(The following are highlights of new research presented at the 2000 American Psychiatric Association Annual Meeting. Additional highlights can be found in "APA Meeting Highlights New Research," February issue of Psychiatric Times, p23--Ed.)
Bupropion Sustained Release for the Treatment of Hypoactive Sexual Desire Disorder in Nondepressed Women
This pilot study by R. Taylor Segraves, M.D., and colleagues (NR 665) evaluated the safety and efficacy of bupropion SR for the treatment of hypoactive sexual desire disorder (HSDD) in nondepressed women. Eligible patients (n=66) entered a four-week, single-blind placebo phase. Nonresponders during the placebo phase (n=51) entered an eight-week, single-blind treatment phase in which they received bupropion SR (average daily dose 290 mg/day).
During the treatment phase, 29% of the patients were considered to be responders. It was concluded that bupropion SR may be an effective treatment of HSDD, but further study is warranted.
Bupropion SR for SSRI-Induced Sexual Dysfunction
Sexual dysfunction affects 60% of patients taking SSRIs. In this randomized, double-blind, placebo-controlled study by Adam K. Ashton, M.D., and colleagues (NR 684), 30 euthymic patients experiencing sexual dysfunction, as determined by the Arizona Sexual Experience Scale (ASEX), were randomized to either bupropion SR 150 mg/day or placebo for three weeks.
The outcome showed that there were no significant differences between the bupropion SR and placebo groups, as measured by change in ASEX or HAM-D scores or side effects.

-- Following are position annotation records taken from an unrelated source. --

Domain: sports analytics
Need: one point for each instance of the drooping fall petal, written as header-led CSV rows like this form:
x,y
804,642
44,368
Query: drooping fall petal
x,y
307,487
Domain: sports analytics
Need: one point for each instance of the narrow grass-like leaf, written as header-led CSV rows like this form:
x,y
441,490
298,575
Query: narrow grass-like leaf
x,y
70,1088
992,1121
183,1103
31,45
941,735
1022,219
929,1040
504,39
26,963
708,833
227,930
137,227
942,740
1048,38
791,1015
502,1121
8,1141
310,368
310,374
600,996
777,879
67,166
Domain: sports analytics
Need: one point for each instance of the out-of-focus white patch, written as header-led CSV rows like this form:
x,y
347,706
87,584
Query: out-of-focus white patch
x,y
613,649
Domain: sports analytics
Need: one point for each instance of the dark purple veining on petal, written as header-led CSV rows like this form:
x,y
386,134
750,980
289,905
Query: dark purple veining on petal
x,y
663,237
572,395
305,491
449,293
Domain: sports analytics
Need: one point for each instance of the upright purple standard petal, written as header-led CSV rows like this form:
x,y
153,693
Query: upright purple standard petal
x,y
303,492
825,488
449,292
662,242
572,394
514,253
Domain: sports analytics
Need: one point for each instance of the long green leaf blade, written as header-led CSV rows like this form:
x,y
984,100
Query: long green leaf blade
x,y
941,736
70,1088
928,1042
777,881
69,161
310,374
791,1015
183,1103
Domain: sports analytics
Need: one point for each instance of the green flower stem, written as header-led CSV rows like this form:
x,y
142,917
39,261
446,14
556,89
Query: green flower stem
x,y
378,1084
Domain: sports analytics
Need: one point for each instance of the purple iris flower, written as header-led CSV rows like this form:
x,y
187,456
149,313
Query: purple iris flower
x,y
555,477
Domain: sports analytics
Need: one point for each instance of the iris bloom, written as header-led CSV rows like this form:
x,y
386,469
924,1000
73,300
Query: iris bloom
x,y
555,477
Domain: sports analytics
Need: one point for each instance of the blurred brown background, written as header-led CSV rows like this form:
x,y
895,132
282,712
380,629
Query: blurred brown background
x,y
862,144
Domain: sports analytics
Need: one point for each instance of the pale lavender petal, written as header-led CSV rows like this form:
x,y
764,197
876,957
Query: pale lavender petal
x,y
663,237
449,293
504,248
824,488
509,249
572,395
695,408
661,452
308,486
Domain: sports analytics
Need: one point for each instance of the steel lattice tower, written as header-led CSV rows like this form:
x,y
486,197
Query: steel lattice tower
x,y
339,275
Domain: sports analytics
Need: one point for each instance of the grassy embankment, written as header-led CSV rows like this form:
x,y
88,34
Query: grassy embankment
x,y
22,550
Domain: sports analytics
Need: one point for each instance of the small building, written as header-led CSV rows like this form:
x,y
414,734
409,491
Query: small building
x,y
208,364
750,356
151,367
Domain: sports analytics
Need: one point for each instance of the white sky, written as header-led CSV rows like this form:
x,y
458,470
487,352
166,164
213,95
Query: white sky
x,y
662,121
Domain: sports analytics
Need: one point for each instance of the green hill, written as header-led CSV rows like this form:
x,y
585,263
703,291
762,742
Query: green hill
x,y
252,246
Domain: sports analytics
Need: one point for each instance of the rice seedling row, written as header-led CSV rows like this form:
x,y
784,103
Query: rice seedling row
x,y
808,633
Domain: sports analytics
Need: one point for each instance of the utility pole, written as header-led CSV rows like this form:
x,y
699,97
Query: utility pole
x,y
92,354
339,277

Quetiapine Fumarate Treatment of Delirium
In this study, Thomas L. Schwartz, M.D., and Prakash S. Masand, M.D., (NR 193) assessed the efficacy of quetiapine (Seroquel) in the treatment of delirium. In a retrospective analysis using the Delirium Rating Scale (DRS), they evaluated 11 patients with delirium who were given quetiapine fumarate as first-line treatment for their symptoms (average dosage was 211.4 mg/day) and 11 patients with delirium who were given haloperidol (average dosage 3.4 mg/day).
The analysis indicated that quetiapine was as effective as haloperidol for the treatment of delirium. In fact, quetiapine was better tolerated than haloperidol. None of the patients taking quetiapine, including one with Parkinson's disease, developed EPS, while two patients taking haloperidol developed EPS, leading to discontinuation of the drug. The only adverse condition observed in two of the quetiapine-treated patients was mild-to-moderate sedation. Further studies, however, are needed to assess the role of quetiapine in treating patients with delirium.